There is no old building with a bird. Amadi glided between stopped cars, glancing down each canyon he passed. No old buildings, only cliffs of steel and glass. He hopped another curb and stopped at Maiden Lane. People rushed by, mostly suits. Amadi felt invisible, an obstacle like a lamp-post or trash can. There was power in that invisibility, and there was loneliness.
He searched up and down the echoing granite canyon. From the corner of his eye he caught sight of a battered window air conditioner. What devilishness is this? Back from the street, behind a shiny new bank lobby, seven stories of old red brick rose from the sidewalk. Double-hung windows adorned the brick wall. Half of them sported the rusting grill of an air conditioner. Such a place does not pay five hundred dollars for a delivery.

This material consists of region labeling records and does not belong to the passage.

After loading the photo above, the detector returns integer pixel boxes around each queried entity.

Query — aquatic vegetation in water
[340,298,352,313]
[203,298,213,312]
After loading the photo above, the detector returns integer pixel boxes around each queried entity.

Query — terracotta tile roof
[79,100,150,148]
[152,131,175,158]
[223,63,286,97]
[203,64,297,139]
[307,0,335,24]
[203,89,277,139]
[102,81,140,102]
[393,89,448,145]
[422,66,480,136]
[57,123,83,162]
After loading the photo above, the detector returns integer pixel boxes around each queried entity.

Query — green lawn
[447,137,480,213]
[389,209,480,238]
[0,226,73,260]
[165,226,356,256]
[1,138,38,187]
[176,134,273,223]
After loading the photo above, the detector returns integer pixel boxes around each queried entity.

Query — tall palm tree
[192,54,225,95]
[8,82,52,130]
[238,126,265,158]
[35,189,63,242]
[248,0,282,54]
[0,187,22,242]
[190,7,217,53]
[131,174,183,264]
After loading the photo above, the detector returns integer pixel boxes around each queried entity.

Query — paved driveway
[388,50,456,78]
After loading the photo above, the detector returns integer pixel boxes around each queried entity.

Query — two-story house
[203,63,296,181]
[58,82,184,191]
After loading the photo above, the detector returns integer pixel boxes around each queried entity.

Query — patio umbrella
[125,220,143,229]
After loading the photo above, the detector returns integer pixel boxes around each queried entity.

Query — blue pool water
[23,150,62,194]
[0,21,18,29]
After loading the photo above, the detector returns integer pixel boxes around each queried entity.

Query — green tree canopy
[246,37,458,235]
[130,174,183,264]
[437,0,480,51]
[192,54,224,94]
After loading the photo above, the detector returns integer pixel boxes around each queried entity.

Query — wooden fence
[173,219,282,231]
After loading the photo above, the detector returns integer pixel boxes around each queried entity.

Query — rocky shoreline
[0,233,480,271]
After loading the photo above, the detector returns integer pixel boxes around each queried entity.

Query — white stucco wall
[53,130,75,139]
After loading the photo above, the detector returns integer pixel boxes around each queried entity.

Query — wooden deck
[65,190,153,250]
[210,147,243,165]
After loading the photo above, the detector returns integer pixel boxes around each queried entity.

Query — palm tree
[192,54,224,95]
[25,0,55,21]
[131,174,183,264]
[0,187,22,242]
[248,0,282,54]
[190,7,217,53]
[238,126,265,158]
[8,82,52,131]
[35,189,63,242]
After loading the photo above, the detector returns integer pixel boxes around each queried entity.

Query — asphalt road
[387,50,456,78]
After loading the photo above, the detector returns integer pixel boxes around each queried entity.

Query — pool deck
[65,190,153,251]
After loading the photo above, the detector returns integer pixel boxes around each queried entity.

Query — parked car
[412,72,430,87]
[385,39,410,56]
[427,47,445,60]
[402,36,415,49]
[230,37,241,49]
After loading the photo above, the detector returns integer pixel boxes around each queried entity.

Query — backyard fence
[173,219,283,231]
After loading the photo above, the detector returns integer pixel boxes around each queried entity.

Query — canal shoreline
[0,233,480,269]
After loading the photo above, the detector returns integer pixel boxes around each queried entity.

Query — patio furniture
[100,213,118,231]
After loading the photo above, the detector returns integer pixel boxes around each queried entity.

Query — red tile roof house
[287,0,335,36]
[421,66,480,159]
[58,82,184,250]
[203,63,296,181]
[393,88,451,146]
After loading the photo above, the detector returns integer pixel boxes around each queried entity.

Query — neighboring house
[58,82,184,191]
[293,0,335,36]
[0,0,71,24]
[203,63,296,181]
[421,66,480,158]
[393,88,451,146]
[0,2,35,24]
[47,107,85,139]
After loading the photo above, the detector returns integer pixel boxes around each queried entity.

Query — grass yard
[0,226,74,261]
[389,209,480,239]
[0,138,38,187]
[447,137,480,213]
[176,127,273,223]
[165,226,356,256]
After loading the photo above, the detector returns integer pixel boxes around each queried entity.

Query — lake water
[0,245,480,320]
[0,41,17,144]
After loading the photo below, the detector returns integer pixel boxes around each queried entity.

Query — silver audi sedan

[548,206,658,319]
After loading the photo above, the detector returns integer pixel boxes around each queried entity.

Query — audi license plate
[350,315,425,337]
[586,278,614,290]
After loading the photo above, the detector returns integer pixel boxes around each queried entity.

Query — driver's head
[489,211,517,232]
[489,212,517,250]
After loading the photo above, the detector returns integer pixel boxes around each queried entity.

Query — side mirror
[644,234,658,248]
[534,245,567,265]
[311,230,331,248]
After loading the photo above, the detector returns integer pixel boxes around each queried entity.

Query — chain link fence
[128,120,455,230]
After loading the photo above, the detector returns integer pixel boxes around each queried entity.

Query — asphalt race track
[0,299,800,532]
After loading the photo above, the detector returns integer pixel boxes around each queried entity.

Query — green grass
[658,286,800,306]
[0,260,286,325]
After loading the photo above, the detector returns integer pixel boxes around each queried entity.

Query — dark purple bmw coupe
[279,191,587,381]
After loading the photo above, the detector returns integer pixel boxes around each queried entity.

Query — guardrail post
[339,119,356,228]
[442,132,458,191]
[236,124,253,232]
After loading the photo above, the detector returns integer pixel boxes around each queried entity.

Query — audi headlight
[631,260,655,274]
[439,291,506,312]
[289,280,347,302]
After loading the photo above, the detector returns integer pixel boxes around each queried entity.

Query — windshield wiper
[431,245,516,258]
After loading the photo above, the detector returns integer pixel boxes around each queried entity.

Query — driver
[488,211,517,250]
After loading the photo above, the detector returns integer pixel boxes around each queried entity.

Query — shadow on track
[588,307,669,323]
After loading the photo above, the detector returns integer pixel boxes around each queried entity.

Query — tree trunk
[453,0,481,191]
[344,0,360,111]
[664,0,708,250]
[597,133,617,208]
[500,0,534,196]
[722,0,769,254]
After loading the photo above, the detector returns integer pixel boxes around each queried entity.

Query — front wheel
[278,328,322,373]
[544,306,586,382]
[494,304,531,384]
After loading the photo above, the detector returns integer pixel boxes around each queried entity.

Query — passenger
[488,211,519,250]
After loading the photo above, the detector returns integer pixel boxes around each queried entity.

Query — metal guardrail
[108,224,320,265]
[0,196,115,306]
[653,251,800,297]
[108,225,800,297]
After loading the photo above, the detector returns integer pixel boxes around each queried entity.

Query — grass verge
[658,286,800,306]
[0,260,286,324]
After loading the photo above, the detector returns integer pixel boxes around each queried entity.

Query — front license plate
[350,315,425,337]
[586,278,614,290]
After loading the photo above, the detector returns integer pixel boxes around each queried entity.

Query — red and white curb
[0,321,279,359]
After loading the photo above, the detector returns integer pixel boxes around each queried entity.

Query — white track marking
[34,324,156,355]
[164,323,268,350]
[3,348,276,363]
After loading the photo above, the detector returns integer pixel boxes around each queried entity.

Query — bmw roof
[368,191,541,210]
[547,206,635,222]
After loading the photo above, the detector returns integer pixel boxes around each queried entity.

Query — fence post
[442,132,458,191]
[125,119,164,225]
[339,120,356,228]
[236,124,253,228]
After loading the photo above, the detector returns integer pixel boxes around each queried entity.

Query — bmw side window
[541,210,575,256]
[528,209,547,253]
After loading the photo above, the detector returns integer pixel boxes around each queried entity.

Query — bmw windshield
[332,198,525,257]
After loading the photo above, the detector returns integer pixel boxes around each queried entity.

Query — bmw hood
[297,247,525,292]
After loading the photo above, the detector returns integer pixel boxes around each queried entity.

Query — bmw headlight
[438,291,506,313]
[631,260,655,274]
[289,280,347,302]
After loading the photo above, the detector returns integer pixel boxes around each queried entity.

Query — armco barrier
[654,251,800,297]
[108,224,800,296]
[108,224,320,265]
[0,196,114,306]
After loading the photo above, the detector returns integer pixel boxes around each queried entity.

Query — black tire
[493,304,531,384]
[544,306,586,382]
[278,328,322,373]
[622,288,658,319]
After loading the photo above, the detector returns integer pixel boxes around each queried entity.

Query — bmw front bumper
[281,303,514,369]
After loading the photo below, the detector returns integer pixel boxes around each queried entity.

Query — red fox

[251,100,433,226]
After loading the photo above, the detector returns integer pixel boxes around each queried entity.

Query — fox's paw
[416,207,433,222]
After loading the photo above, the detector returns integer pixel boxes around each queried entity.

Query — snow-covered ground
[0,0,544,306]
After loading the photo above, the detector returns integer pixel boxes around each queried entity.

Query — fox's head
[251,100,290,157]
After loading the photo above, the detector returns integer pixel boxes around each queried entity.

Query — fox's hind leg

Amadi pedaled a block farther, cut across to Front Street, and cruised down the opposite side. He passed a marble entrance in the algae stained brick. Above the stone lintel, it bore a heraldic shield with the outline of a bird’s head and the motto, Tekeli Li. Amadi allowed himself to coast between the parked cars and traffic. Whatever I have in my backpack, it will certainly get me arrested or killed.
Behind a delivery van, he stopped to consider his options. He could run now and take the consequences. He’d run from Ethiopia and didn’t want to run again. He could return to his cousin and claim he never found the building, but that would be a lie, a lie to his family. Finally, he chained his bicycle to a rack and walked two blocks back to the marble doorway. Invisible man.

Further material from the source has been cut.